La esperanza ha sido objeto de estudio de múltiples áreas del conocimiento, con posturas tanto a favor como en contra, y definida de las maneras más diversas. En este dosier vamos a adentrarnos en este asunto empezando esta primera parte por acercarnos a la esperanza desde los enfoques que le han brindado la filosofía, la psicología y otras ramas del conocimiento que se han dedicado a su análisis e investigación.
Antes de nada, es necesario que nos situemos en el mapa. ¿De qué hablamos cuando hablamos de esperanza? Para el común de los mortales, esperanza es la creencia firme de que, antes o después, las cosas saldrán bien. Sin pruebas. Sin certezas. Le genuina creencia de que todo se arreglará en el futuro. Surge ya aquí un problema, pues podríamos establecer, por lo tanto, que esperanza y optimismo son términos sinónimos, íntimamente ligados a otro término que se usa especialmente hoy en día: el positivismo. Para tratar el tema adecuadamente, es necesario delimitar cada una de las palabras que se aplican, de manera que trataremos de resolver, de entrada, estas cuestiones.
En primer lugar, el “positivismo” del que tanto se habla hoy no tiene realmente nada que ver con el tema que estamos tratando aquí. Positivismo es la doctrina filosófica creada por el francés Auguste Comte (padre de la sociología), que destaca el papel del método científico en lo referente al conocimiento humano. Es decir, la defensa de la necesidad de recopilar e interpretar datos “positivos” –esto es, reales, probados– para conocer la realidad. El positivismo es una filosofía cercana al empirismo, mientras que el significado que muchos le dan hoy es otra cosa, que podríamos denominar «pensamiento positivo». No psicología positiva, que también es diferente, pues esa es la denominación que recibe la parte de la ciencia que investiga la felicidad y el bienestar de la mente desde un punto de vista científico.
Tampoco es correcto para ciertos autores el identificar esperanza con optimismo (ni con optimalismo, doctrina que sostiene un punto medio en que se fusionan el optimismo con el realismo), si bien en este caso las opiniones, como veremos a lo largo del texto, difieren. Puede que el mejor resumen de la cuestión acerca de esta confusión fuera el que dio no un filósofo o psicólogo, sino un político, el checo Václav Havel: “La esperanza no es la convicción de que algo va a salir bien, sino la certeza de que algo tiene sentido, independientemente de cómo resulte”.
«La esperanza no es la convicción de que algo va a salir bien, sino la certeza de que algo tiene sentido, independientemente de cómo resulte» Václav Havel
La esperanza en la vida diaria, motivo de estudio
Muchos han sido los filósofos y científicos que han investigado el concepto de esperanza, especialmente a nivel práctico: ¿cómo afecta esa cualidad a nuestra vida? ¿La hace mejor? ¿Peor? Qué duda cabe de que, ante dicha pregunta, el 90% de los interrogados preferirá una vida esperanzada.
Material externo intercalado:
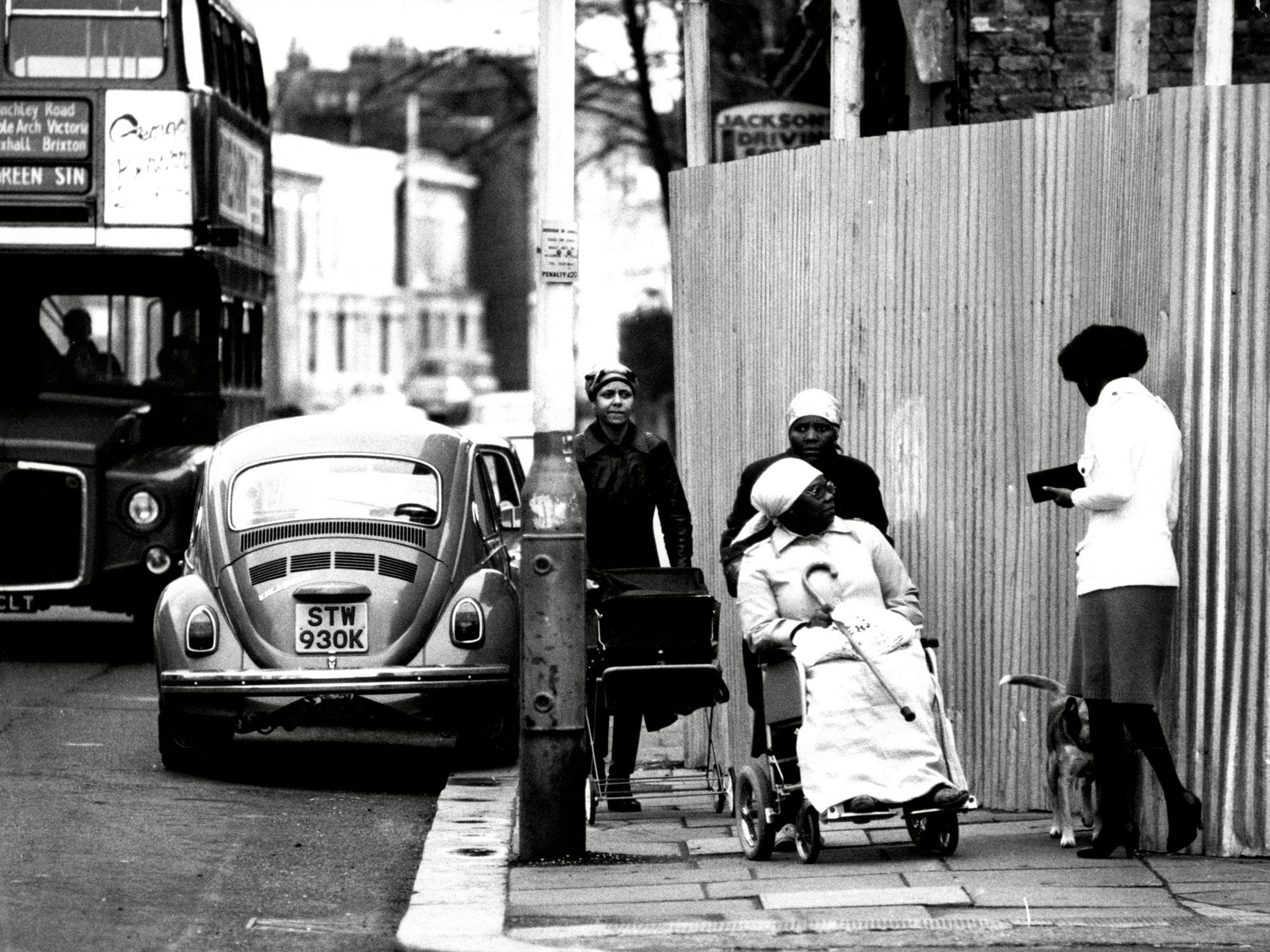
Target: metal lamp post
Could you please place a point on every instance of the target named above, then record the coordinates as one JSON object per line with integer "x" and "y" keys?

La desesperanza (que veremos más en profundidad en partes posteriores del dosier) se asocia a una experiencia vital vacía, amarga y cargada de sinsabores. Nadie desea una vida así a menos que sea suicida.
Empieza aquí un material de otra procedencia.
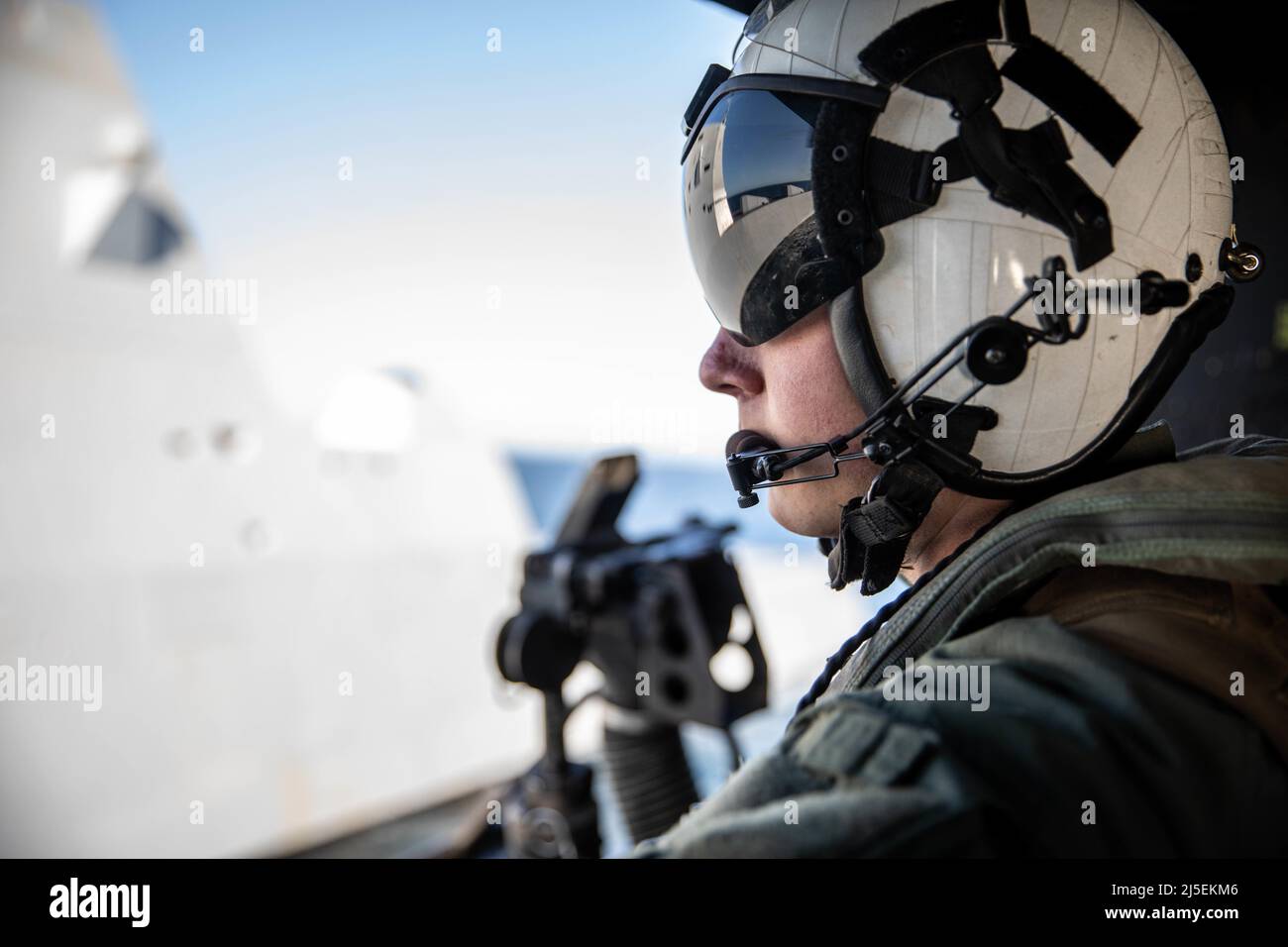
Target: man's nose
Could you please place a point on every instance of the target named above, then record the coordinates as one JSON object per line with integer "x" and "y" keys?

También la ciencia parece estar de acuerdo. Las personas que tienen esperanza o creencias que puedan sostenerla (éticas o religiosas) se definen como felices en mayor proporción que aquellas que no. El problema reside en que muchas personas hoy están “desesperanzadas”. El periodo que nos ha tocado vivir, caracterizado sobre todo por un auge de la demostración científica y la aceptación únicamente de los datos empíricos contrastados de manera inductiva, se ha traducido en una considerable dificultad para mantener un concepto como la esperanza, a menudo barrido y defenestrado por la realidad.
Incluso en nuestra época –la mejor, con los datos en la mano, que ha vivido la historia–, nuestra biología sigue estando configurada para ir en contra de la esperanza. Estamos hechos para prestar más atención y recordar más vívidamente los problemas y los sucesos desagradables que aquellos momentos felices y placenteros, al menos a corto-medio plazo. Nos guste o no, la principal preocupación de nuestra naturaleza es que sobrevivamos, no que seamos felices. Y para eso es necesario que seamos capaces de prever los posibles peligros, de ahí que aprendamos de los que hemos sufrido.